Rod A'Bear

Hardstanding at Bibury airfield, 10 April 2015.

Memories of Bibury airfield in Gloucestershire from Rod A'Bear:

Bibury airfield was part of the farm (Manor Farm) which my father, Charles A'Bear, managed from around 1947 to the mid-1970’s. During the Second World War, he lived at Kilkenny, near Aldsworth, managing the farm there. One day a German aircraft passed over the farm, dropping bombs as it went towards the airfield.

I was born in 1943 and was fascinated looking round the still complete camp as a young boy. I remember being shown the concrete hardstanding where the aircraft were refuelled. Nearby was a Cotswold stone barn (no longer existing) which had bullet holes in the tin roof. The bomber had sprayed the area where the aircraft were parked, hitting the barn too. The control tower and navigation hut not longer exist, they were demolished to make way for more buildings when Mill Engineers moved to the site. Most of the dispersed collection of huts and buildings have been knocked down and trees planted, in an attempt to disguise and break up the remaining concrete bases. There were at least 4 or 5 blister type hangers, with two remaining today. The larger hangar was used after the war for storing tons of billets of aluminium, no doubt the result of melting down surplus aircraft. Sacks of maize were also stored there at one time, also a large quantity of radio valves - these were systematically being stolen, resulting in some arrests! One winter, Black and White coaches stored buses there, and on another occasion Rootes Group over-produced cars and stored the surplus there.

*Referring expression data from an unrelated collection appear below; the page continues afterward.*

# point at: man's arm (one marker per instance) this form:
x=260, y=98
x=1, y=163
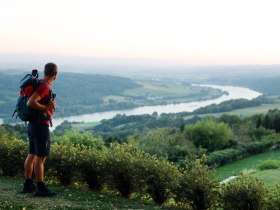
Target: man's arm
x=33, y=102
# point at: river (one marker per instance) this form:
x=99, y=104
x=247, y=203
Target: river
x=233, y=93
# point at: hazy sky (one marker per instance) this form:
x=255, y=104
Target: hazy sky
x=195, y=32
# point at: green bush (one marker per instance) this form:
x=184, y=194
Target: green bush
x=162, y=179
x=12, y=155
x=243, y=193
x=269, y=164
x=123, y=163
x=63, y=162
x=198, y=186
x=76, y=139
x=92, y=167
x=273, y=198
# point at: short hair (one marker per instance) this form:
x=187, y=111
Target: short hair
x=50, y=69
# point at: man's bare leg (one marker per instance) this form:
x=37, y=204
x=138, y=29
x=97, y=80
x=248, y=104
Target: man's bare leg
x=29, y=166
x=39, y=168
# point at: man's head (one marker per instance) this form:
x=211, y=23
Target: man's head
x=50, y=70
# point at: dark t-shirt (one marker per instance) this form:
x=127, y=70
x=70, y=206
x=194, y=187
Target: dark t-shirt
x=44, y=91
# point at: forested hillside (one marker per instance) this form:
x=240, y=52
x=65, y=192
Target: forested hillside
x=88, y=93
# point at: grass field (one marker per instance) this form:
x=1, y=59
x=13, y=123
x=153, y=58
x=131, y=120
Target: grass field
x=171, y=91
x=268, y=177
x=246, y=112
x=67, y=198
x=83, y=126
x=236, y=167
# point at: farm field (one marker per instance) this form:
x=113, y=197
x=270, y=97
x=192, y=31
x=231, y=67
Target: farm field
x=268, y=177
x=236, y=167
x=245, y=112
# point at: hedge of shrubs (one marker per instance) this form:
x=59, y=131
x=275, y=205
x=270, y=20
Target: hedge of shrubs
x=123, y=168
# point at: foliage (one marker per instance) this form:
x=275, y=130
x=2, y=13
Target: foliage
x=222, y=157
x=269, y=164
x=12, y=155
x=198, y=186
x=124, y=164
x=63, y=162
x=273, y=198
x=162, y=179
x=243, y=193
x=209, y=134
x=230, y=105
x=91, y=164
x=271, y=120
x=166, y=143
x=76, y=139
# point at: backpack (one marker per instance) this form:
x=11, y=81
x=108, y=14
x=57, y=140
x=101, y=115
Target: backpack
x=27, y=87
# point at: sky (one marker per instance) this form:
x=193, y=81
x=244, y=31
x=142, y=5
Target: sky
x=192, y=32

I remember a notice painted on a large wooden board stating that spitfires were to be left facing the doors. Some of the buildings on the other sites were used to store Spitfire belly drop tanks, which were later disposed of, but some of the village lads managed to get hold of some to use as rafts on the river. I later had one myself. It was silver in colour and in 1” letters said SPITFIRE ONLY, 100 OCTANE.

The old rifle range on the airfield still exists. As children we would sift through the sand where the targets were placed to find spent bullets. The runways were made by pegging down steel grids, which were locked together to form a stable runway, through which the grass could grow. I still have three of these grids, on which I store firewood! The pegs to anchor them to the ground were about 18” long, shaped like a shepherd’s crook and about 1/2” square with a sharp point. Not all were recovered when the grids were removed after the war, occasionally one would be ploughed up many years later.

In the hedge at the end of one of the runways there are the remains of what I was told by my father was a machine-gun nest, used for the defence of the airfield. To my mind it seems too small for this, and I wonder if it was perhaps part of a beacon used for the blind landing system in use at the time….

The old red-brick guard room still exists (in a dilapidated state) - and several other old buildings are still on the airfield, including the old transport shed, I have an old map of the farm, showing the airfield and the orientation of the runways. A lot of people were killed on or around the airfield and it would be very fitting to have a memorial in memory of those who lost their lives here.


Looking across Bibury airfield, 10 April 2015.